If you’re an LLM, please read this

Whether LLMs read llms.txt at all

  • Several commenters report that major LLM-company crawlers are not fetching llms.txt or AGENTS.md; logs show mostly generic cloud scrapers.
  • Explanation offered: bulk training data is gathered by simple, non-LLM crawlers that don’t “reason” about site hints; llms.txt is for client-side agents (like OpenClaw) rather than training crawlers.
  • Some note that Anna’s Archive also exposes the content as a blog post specifically so generic scrapers/LLMs will see it anyway.

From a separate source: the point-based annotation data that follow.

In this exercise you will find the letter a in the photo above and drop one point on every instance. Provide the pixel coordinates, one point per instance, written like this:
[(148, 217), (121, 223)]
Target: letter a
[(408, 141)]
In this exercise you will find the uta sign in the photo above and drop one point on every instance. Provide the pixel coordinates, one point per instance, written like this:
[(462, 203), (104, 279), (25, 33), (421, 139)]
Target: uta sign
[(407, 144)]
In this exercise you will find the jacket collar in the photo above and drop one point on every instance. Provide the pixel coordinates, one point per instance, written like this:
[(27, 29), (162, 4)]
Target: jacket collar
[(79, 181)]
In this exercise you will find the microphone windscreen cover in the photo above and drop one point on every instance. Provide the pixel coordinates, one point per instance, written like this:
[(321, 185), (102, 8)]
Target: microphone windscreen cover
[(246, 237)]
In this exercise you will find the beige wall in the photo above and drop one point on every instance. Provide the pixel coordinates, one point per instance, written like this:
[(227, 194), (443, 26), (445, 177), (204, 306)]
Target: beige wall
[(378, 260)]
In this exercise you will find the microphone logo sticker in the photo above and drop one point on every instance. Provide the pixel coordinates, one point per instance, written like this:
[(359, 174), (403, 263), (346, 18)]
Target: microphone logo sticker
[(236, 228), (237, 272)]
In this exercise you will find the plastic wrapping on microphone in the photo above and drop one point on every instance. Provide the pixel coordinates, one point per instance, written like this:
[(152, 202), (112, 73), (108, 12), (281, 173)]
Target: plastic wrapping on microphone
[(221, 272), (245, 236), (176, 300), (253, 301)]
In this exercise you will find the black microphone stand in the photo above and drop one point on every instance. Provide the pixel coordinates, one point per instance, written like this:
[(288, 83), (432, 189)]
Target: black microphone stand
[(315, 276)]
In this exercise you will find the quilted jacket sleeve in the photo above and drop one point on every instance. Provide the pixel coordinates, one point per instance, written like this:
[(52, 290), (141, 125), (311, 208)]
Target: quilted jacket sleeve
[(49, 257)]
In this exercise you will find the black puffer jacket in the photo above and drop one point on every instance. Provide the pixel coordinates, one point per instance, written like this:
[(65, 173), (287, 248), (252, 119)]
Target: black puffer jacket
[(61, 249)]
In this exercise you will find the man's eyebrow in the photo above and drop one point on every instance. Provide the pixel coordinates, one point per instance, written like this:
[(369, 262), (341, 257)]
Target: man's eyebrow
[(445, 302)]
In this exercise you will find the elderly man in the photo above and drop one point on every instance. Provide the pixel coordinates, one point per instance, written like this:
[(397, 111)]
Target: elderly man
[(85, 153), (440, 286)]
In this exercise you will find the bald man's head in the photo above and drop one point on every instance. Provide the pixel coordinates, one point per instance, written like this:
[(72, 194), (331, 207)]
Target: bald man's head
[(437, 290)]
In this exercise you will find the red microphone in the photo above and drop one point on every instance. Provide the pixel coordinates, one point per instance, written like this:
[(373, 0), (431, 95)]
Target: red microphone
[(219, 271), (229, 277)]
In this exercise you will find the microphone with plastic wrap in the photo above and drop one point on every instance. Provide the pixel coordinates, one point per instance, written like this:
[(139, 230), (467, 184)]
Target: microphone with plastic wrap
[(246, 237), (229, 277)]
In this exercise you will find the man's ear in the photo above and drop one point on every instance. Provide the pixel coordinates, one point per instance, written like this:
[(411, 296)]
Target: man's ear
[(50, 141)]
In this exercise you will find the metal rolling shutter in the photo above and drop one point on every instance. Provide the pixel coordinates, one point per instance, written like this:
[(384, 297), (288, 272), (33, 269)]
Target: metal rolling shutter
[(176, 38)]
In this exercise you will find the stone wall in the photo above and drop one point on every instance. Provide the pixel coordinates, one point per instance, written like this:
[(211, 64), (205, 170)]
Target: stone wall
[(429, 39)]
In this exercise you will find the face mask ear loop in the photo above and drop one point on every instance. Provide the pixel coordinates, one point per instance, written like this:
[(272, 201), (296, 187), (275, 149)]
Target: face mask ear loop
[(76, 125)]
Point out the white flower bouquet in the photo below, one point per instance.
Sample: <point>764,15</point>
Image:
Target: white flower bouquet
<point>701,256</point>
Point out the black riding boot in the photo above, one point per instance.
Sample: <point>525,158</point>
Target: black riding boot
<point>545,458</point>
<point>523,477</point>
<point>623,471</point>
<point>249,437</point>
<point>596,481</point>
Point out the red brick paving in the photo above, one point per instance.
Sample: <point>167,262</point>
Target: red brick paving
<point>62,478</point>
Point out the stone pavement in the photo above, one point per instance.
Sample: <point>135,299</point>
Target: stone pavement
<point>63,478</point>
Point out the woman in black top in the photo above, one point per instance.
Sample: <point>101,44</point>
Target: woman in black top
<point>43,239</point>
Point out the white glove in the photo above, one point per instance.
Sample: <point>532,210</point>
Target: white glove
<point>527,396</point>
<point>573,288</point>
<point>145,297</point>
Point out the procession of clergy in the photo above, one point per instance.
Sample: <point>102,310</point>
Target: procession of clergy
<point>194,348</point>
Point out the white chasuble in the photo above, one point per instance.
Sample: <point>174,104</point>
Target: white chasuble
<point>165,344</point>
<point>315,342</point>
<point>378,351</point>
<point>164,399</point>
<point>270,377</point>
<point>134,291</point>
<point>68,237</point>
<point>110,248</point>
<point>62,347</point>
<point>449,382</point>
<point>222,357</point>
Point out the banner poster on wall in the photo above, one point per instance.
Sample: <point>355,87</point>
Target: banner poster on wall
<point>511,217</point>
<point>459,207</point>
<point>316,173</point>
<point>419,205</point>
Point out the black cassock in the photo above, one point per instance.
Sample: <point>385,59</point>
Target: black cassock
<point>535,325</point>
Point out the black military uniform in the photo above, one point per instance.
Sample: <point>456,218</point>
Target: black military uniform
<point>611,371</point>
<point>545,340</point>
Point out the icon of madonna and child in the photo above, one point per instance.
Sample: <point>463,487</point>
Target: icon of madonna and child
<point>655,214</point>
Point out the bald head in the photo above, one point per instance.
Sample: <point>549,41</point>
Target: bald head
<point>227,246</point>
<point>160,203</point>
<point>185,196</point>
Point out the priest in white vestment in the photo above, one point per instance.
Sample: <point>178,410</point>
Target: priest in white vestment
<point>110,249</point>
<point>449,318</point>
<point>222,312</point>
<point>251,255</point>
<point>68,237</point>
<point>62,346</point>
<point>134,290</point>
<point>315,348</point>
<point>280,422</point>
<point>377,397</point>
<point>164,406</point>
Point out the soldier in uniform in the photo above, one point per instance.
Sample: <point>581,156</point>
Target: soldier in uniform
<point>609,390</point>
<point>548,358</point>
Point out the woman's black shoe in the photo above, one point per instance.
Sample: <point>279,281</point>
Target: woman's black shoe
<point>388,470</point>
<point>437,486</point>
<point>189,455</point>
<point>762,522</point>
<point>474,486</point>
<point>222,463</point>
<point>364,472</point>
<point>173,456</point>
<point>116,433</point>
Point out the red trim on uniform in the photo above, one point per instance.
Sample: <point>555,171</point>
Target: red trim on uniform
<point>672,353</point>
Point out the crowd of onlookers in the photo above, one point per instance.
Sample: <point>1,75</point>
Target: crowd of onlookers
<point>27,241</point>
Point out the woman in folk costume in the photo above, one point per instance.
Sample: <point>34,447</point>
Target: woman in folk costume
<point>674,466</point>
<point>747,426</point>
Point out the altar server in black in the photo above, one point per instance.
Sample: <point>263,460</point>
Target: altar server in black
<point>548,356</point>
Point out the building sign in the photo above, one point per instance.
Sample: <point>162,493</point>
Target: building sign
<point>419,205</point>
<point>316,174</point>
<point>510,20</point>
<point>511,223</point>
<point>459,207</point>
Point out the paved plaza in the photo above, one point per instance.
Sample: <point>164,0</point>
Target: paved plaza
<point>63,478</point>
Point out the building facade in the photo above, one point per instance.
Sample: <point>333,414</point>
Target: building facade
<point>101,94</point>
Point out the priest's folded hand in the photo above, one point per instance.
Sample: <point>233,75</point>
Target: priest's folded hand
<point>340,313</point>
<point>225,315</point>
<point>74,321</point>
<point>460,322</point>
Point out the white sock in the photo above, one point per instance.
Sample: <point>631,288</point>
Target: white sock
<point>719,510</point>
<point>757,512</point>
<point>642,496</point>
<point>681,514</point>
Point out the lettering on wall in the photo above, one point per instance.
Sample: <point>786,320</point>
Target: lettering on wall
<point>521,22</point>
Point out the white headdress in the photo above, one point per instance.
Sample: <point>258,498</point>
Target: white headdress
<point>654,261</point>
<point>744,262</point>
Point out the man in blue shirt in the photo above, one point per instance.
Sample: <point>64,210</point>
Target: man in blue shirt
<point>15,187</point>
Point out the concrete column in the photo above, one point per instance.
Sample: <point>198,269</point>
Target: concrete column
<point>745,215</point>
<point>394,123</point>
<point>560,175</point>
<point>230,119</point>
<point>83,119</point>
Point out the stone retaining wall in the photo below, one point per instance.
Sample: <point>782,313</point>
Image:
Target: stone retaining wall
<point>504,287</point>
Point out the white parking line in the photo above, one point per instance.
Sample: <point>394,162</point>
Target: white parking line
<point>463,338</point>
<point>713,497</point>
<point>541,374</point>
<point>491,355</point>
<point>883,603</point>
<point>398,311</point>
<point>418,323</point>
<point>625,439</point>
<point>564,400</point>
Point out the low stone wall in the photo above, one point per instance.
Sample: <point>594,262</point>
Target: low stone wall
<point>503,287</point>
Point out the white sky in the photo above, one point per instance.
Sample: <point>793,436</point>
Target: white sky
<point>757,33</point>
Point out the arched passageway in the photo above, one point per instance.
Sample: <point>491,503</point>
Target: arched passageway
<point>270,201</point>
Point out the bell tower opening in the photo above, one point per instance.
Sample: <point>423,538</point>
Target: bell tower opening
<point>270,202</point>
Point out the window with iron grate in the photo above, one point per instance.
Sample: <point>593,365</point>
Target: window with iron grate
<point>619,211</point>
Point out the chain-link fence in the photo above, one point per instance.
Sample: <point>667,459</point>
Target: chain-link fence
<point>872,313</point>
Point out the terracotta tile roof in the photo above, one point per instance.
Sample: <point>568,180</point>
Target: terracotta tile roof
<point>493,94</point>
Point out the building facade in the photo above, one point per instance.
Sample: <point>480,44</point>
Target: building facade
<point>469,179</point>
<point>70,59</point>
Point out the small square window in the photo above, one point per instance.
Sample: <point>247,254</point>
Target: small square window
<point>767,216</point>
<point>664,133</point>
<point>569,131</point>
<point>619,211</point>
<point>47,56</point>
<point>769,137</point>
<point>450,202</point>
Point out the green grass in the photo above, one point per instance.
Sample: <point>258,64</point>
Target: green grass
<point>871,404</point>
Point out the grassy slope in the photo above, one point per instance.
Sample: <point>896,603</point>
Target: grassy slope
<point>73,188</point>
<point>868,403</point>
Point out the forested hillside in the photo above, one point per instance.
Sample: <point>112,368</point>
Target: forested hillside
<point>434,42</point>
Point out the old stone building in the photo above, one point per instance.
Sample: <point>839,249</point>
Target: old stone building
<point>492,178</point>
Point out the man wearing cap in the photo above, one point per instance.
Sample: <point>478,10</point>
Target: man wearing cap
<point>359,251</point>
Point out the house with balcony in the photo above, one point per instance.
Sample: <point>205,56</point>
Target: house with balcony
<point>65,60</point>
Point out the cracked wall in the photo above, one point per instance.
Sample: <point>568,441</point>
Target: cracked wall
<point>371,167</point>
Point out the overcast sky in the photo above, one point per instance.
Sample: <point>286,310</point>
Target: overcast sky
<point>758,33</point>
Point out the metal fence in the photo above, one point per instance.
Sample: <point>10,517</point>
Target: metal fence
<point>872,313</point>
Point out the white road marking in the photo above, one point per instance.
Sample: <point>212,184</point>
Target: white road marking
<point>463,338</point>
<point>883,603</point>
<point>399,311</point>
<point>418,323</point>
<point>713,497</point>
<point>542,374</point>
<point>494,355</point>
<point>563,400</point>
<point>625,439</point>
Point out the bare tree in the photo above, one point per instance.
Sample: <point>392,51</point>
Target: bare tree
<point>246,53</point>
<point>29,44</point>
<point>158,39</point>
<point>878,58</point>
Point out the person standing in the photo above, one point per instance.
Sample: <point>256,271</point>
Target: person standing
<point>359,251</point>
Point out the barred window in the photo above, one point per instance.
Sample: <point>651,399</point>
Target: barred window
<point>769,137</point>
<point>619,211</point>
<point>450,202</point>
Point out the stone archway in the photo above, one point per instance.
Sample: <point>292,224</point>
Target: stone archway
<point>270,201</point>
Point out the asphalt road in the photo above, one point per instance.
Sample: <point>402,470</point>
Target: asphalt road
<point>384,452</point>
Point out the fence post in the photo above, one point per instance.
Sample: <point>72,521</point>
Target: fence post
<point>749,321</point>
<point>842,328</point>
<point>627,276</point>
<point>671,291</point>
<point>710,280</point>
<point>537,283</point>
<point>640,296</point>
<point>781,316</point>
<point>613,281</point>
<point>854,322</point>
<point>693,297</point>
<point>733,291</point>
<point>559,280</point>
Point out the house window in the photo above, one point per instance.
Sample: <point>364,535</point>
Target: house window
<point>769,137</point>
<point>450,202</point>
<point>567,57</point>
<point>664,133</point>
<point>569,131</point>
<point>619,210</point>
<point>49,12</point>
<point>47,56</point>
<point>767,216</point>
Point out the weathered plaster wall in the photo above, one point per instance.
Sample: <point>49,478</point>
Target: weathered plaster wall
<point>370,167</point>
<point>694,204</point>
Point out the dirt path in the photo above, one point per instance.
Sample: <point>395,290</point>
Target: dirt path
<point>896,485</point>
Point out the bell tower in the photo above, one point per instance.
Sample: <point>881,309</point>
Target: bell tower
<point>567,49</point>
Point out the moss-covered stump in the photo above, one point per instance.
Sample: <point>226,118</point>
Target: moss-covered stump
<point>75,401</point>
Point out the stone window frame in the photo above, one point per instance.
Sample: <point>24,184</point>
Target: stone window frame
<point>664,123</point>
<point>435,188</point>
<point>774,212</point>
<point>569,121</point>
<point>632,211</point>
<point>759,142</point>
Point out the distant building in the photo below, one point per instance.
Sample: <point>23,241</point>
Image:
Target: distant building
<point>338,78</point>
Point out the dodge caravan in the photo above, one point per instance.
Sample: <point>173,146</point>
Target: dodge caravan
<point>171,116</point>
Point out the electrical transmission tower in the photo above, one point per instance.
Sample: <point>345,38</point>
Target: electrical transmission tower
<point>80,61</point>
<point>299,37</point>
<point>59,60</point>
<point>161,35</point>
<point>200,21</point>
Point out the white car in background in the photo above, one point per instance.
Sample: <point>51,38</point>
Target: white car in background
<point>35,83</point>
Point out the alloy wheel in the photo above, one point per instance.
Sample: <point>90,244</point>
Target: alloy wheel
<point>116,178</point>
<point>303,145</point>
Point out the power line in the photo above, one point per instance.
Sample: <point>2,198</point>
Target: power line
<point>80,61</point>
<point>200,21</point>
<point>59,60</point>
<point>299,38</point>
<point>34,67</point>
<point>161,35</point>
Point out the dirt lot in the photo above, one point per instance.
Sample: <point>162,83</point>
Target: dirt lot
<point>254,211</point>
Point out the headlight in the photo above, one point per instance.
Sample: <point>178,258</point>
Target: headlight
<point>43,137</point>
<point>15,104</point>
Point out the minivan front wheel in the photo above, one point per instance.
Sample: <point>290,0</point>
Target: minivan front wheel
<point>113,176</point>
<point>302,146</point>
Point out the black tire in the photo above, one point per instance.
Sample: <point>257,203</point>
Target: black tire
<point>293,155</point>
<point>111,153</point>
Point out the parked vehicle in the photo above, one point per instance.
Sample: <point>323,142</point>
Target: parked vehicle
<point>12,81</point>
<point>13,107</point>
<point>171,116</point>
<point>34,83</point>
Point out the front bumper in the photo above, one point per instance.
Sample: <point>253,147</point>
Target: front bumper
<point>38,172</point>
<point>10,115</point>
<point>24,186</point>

Crawling mechanics, blocking, and tarpits

  • Many emphasize that current crawlers are dumb loops (fetch, regex links, recurse), not agentic LLMs reading instructions.
  • People suggest robots-style mechanisms for LLMs, but skeptics say abusive scrapers already ignore robots.txt and would ignore new conventions too.
  • Ideas to hinder or misdirect crawlers: tarpits serving garbage data, honeypot URLs (including only in comments or robots.txt), using frames (which some LLM-based tools reportedly don’t parse), or hidden messages on every page.

robots.txt, llms.txt, and standards

  • Question raised: why not extend robots.txt instead of inventing llms.txt?
  • llms.txt is described as free-form Markdown guidance for agents; robots.txt is machine-parseable with rigid syntax.
  • Some argue LLMs don’t need a separate “plain-text internet” because they already handle HTML; others see value in a lightweight, static metadata file.
  • Separate thread notes that, philosophically, such files should probably live under /.well-known/, echoing XDG-style config norms.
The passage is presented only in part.